Również główny „trybunalski” harcownik, poseł Stanisław Piotrowicz (dawny PRL-owski prokurator), nie waha się sięgać po - delikatnie mówiąc - przekłamania. Aby zdyskredytować sędziów TK, zarzucił im lenistwo twierdząc, że zajmują się średnio sześcioma sprawami w roku.

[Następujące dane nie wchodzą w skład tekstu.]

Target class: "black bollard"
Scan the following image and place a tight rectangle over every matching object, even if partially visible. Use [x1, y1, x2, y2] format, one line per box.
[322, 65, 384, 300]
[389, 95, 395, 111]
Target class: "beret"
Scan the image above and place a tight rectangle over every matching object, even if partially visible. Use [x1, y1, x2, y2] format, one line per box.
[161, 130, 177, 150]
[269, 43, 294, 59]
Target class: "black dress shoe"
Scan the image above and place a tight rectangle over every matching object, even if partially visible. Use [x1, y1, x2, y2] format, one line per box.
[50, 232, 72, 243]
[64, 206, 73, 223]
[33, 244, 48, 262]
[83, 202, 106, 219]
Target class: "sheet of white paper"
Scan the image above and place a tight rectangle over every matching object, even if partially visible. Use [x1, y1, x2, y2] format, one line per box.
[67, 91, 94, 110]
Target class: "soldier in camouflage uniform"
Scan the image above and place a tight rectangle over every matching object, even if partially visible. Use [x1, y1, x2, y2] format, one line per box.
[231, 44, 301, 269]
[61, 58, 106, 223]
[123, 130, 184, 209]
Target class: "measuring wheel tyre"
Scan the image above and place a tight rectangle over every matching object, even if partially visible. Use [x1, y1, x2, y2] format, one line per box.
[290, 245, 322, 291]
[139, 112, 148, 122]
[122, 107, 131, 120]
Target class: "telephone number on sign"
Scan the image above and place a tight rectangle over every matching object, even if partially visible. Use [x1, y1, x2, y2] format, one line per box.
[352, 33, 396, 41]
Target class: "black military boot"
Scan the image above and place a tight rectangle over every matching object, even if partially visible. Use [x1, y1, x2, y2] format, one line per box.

Tymczasem w roku 2015 Trybunał wydał (cytuję za komunikatem ze stron TK): „w toku rozpoznania merytorycznego (orzekanie o zgodności aktów prawnych z Konstytucją, w pełnym składzie albo w składach 3- i 5-osobowych) − 63 wyroki, 109 postanowień kończących (umarzających) postępowanie, (...) w toku wstępnej kontroli skarg konstytucyjnych i wniosków (...) według stanu na 21 XII br.: 719 postanowień (419 o odmowie nadania biegu − jednoosobowo i 300 w składzie trzyosobowym o uwzględnieniu albo nieuwzględnieniu zażalenia). Ponadto - po zbadaniu − skierował zarządzeniami do merytorycznego rozpoznania 60 skarg konstytucyjnych i wniosków.”
Te liczby mają się nijak do „rewelacji” posła PiS. Wszystko można powiedzieć o PRL-u, ale nie to, iż ówcześni aparatczycy - a Piotrowicz był jednym z nich - nie potrafili liczyć.